Great waves, great loss

Peter in Kuta, Bali, 1978.

Another great week for waves (until Skunky Sunday, which seems to be becoming a habit) but also a sad week for surfers. Last week in these pages we noted the passing of Danny Watt, a gentleman who quietly personified what we all hold so dear about the surfing lifestyle.

This week two more true gents of surfing who flew pretty much under the radar most of the time moved on to the perfect point break in the sky, one a Noosa local since childhood, the other an inveterate surf traveler who passed through Noosa often, and left only good vibes and cruisy tracks.

Peter Neely grew up as a surfer on Sydney’s northern beaches, worked in advertising for a while, but, like this writer, heard the Morning Of The Earth call and joined the first wave of Bali surf tourists in the mid-1970s. Around the same time he had also discovered Noosa with muso mate Col Noble (see photo), but while Noosa was ultimately home, Bali was to be his lifelong passion.

A good surfer, Peter mastered the waves of the Bukit peninsula during almost a decade living in Bali, and was a judge at Bali’s first professional surfing event, the Om Bali Pro, in the early ‘80s. When he returned to Noosa in 1986, he opened the Kuta Baru Bali-based clothing and accessories shop in Hastings Street with wife Lynne, while working on a master plan that would “force” him to keep returning to Bali on a regular basis.

Peter, like many of us who developed a fixation on surfing in Bali back in the day, felt a cultural responsibility towards the tiny island whose future had been fundamentally changed by its discovery by surfers. His response was both simple and ingenious. He began publishing a humble guide book called “Indo Surf and Lingo”, which, while masquerading as a guide to surf breaks, cheap accommodations and even cheaper restaurants for first-time visiting surfers, was really a guide to showing respect for a beautiful culture we had invaded. From the simplistic Indo lingo phrases and basic vocabulary, to Pete’s sly advice about behavioral adjustments, it was a book that worked on all levels.

At a lifestyle level, it also meant that through its lifespan of more than 25 years, every time stocks ran out, Pete would have to nick back up to Bali and sell enough ads to cover the next print bill, hopefully coinciding with a good winter swell or two.

Sadly, Peter Neely was diagnosed with motor neurone disease last year, and passed away earlier this month. He spent his last months campaigning for greater MND awareness and legalizing euthanasia in Queensland. He will remembered by his many friends and colleagues as a man (and a surfer) who cared deeply about those whose paths he crossed.

Born in Adelaide in 1945, Ken “Kiwie” White was one of those wonderful surf travelers who could pop up anywhere in your life, anywhere in the world, and you could immediately resume the conversation you were having decades before.
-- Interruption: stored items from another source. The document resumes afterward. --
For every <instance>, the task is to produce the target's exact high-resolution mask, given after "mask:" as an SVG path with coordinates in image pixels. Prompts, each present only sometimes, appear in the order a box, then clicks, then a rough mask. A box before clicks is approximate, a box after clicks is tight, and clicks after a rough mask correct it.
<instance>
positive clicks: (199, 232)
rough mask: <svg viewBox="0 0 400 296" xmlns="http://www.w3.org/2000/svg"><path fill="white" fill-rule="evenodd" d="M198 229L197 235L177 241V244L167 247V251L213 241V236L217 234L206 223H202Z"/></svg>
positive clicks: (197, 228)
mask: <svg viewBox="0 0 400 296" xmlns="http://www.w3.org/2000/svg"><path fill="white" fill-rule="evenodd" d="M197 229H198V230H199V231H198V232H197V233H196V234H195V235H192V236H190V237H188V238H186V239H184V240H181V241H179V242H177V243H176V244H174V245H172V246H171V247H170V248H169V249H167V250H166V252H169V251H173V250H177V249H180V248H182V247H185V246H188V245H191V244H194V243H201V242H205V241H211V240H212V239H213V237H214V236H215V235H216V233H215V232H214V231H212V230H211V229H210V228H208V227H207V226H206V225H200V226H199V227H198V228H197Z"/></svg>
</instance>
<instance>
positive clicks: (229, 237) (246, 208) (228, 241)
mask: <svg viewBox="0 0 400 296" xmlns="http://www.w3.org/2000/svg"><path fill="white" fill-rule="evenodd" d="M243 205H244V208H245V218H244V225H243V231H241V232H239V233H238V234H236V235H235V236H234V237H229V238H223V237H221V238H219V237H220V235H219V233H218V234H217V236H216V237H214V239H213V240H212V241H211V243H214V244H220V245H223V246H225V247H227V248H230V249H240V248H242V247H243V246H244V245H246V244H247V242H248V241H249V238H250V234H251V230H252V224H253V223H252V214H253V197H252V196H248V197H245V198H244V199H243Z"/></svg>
Which is exactly what happened to me when Kiwie fronted me at the Noosa Festival of Surfing not so long ago and resumed a conversation we’d started in the ‘70s in either Whale Beach, Burleigh Heads, Sunset Beach or Kuta, we couldn’t remember the place but we could sure as hell remember the substance.

Originally one of the “West Coast Surf Chasers”, a bunch of surf-crazed Adelaide teenagers who drove an old woody around the Eyre Peninsula in search of waves, Kiwie (the nickname came from Kiwi boot polish but Kiwie always spelt it his way) was selected to surf for his state in the first world surfing championships at Manly in 1964, where he met star surfers from Hawaii and California like Joey Cabell, Mike Doyle and LJ Richards. Kiwie’s humble approach to life won him friends everywhere, and he soon found himself invited to hang out with the stars in Kauai, California and Mexico.
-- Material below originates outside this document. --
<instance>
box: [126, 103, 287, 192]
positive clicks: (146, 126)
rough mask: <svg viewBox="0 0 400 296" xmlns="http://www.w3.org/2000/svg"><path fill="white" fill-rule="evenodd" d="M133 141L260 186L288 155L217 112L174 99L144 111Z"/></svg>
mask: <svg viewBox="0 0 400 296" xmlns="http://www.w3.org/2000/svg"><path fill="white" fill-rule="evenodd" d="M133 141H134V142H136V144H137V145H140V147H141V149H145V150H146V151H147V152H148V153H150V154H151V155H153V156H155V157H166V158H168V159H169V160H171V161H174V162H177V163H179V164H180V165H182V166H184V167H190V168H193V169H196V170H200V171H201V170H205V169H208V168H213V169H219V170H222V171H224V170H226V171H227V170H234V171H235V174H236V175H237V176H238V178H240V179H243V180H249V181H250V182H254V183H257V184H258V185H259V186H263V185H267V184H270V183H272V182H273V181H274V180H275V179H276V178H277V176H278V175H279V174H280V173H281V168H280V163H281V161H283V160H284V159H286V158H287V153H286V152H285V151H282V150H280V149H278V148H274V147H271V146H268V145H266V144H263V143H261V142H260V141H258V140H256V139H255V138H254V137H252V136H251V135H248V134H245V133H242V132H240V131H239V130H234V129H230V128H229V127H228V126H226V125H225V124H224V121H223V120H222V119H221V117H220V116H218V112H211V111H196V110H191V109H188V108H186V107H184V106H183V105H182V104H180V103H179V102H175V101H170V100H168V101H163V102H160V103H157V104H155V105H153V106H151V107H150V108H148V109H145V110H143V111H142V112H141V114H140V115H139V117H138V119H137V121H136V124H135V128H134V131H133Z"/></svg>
Over the decades, Kiwie would just show up to go surfing, and was always made welcome, in the knowledge that if ever you were going to Port Lincoln, where he had settled with his family, or his beloved Cactus Beach, he was your man.

A damn fine surfer into his 70s, a year or so ago Kiwie was diagnosed with mesothelioma, an aggressive cancer caused by exposure to asbestos, which he traced back to an early surf trip to WA, when he and a mate kept the wolf from the door by pulling down asbestos ceilings.

As long as he could, Kiwie kept travelling and surfing, and campaigning for his many causes, which included paying for the installation of defibrillation stations at remote Cactus.

Two very different men, Pete and Kiwie, both good surfers who I feel privileged to have known.